Yara, confundida había asentido.  Luego había huído en la oscuridad de la noche.  No había tenido mucho tiempo para entender.  Ni siquiera había llevado consigo el reloj que sus padres le habían regalado para su cumpleaños.  Alejó aquel pensamiento frívolo.  Miró hacia el mar y se dió cuenta de que estaba amaneciendo.  Il sendero parecía tranquilo, el tráfico todavía inexistente, algún campesino se asomaba en las granjas.  Nadie en las cercanías.  El pueblo no debería estar lejos.  Eran ya dos horas que estaba caminando.  No tuvo el coraje de mirarse los pies cuando se puso los zapatos.  Vió la carreta de un pobre hombre que vendía bebidas, cigarrillos y periódicos.   El hombre estaba acostado en el suelo, sobre un cartón de embalaje.
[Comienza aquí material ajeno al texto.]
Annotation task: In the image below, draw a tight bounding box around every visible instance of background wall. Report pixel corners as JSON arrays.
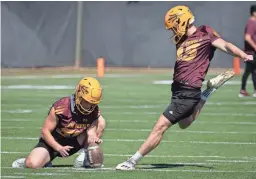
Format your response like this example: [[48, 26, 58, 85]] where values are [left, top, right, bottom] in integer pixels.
[[1, 2, 255, 67]]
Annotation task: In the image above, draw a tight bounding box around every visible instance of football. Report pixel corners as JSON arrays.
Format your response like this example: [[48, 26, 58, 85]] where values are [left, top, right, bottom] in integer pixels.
[[85, 143, 104, 168]]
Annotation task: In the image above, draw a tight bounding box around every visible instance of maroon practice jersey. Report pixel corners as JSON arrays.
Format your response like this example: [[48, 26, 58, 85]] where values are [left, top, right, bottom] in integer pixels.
[[52, 95, 100, 137], [173, 25, 220, 88], [244, 18, 256, 55]]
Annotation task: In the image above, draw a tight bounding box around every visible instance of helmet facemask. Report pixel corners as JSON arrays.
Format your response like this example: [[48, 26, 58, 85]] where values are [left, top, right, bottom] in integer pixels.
[[75, 77, 102, 114], [76, 97, 97, 114], [165, 6, 194, 44]]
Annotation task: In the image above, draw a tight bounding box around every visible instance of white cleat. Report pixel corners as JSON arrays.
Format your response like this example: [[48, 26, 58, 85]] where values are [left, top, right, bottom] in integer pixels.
[[74, 150, 89, 168], [207, 71, 235, 89], [12, 158, 26, 168], [116, 160, 136, 170]]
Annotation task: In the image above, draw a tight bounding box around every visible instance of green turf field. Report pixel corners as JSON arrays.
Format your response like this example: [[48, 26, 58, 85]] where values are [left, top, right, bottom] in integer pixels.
[[1, 73, 256, 179]]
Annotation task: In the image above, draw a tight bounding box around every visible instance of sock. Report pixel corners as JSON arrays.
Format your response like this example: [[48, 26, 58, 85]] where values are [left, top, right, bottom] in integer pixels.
[[81, 148, 87, 152], [130, 151, 143, 164], [201, 88, 216, 101]]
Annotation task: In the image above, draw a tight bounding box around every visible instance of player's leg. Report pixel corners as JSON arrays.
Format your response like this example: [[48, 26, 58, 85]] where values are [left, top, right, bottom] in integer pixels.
[[25, 147, 51, 168], [116, 115, 172, 170], [238, 62, 252, 97], [252, 62, 256, 97], [12, 139, 54, 168], [116, 82, 197, 170], [179, 71, 234, 129], [74, 132, 88, 168]]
Nuevamente sintió un dolor a la espalda, a los músculos bajo esfuerzo.  Culpa del frío de la noche que la había asediada.  Se sentía golpetear en los tímpanos:  un pulsar sordo, repetitivo, que se sobreponía a los pensamientos que retumbaban en su cabeza.  En aquel momento, no habría sido capaz   ni siquiera de entender desde donde habría partido el disparo que pondría fin a ese suplicio.   El sabor amargo que tenía en la boca se acentuó de golpe.  Tuvo que pararse y provocar el vómito, todo lo poco que había comido la noche anterior. 
Una vida ... antes.
Aquella hebra de sobrevivencia la había impulsado a ir hacia adelante.  Le había dado el tirón justo cuando se convenció de que habría caído en un torbellino  de tinieblas, donde los enemigos de su padre la habrían querido relegar.  Su carácter y su fuerza le habían indicado la vía de la salvación.  Vió en la lejanía resplandecer las lucecitas del cementerio e intuyó que allí adentro, en el reino de los muertos,  habría encontrado una protección.  Así, aquella noche, nublada y sin luna, la ayudó en la fuga, cubriendo  sombras y  sonidos.  Los cipreses, alineados como un ejército de vigilantes mudos a los lados del pequeño sendero parecían doblarse en señal de luto e inclinarse al dolor, mostrando un gesto de respeto al pasar  la heredera de los Gutiérrez.  El soplo del viento pareció querer arrastrar todo, mezclando con las sombras de la noche, el miedo, el dolor y el ansia que se anidaban dentro de ella, nublándole los sentidos, dejando vivo sólo el instinto de sobrevivencia, hasta que la carrera, el jadeo y la falta de oxígeno se convertieron en anestesia y su correr terminó en una capilla vacía.  Decidió esconderse allí para disponer del tiempo de pensar a su familia, a las palabras de su padre, a su nueva vida.  Si su padre la hubiera visto así, tal vez se habría burlado pero ¿para qué había servido su dinero?   ¿Dónde habían ido a parar sus amigos potentes? ¿Dónde estaban, qué es lo que hacían.  Por qué no lo habían avisado?  ¿Y qué cosa habría hecho ella, ahora que todo parecía acabar?  No tuvo el tiempo de responderse, que se quedó dormida exhausta.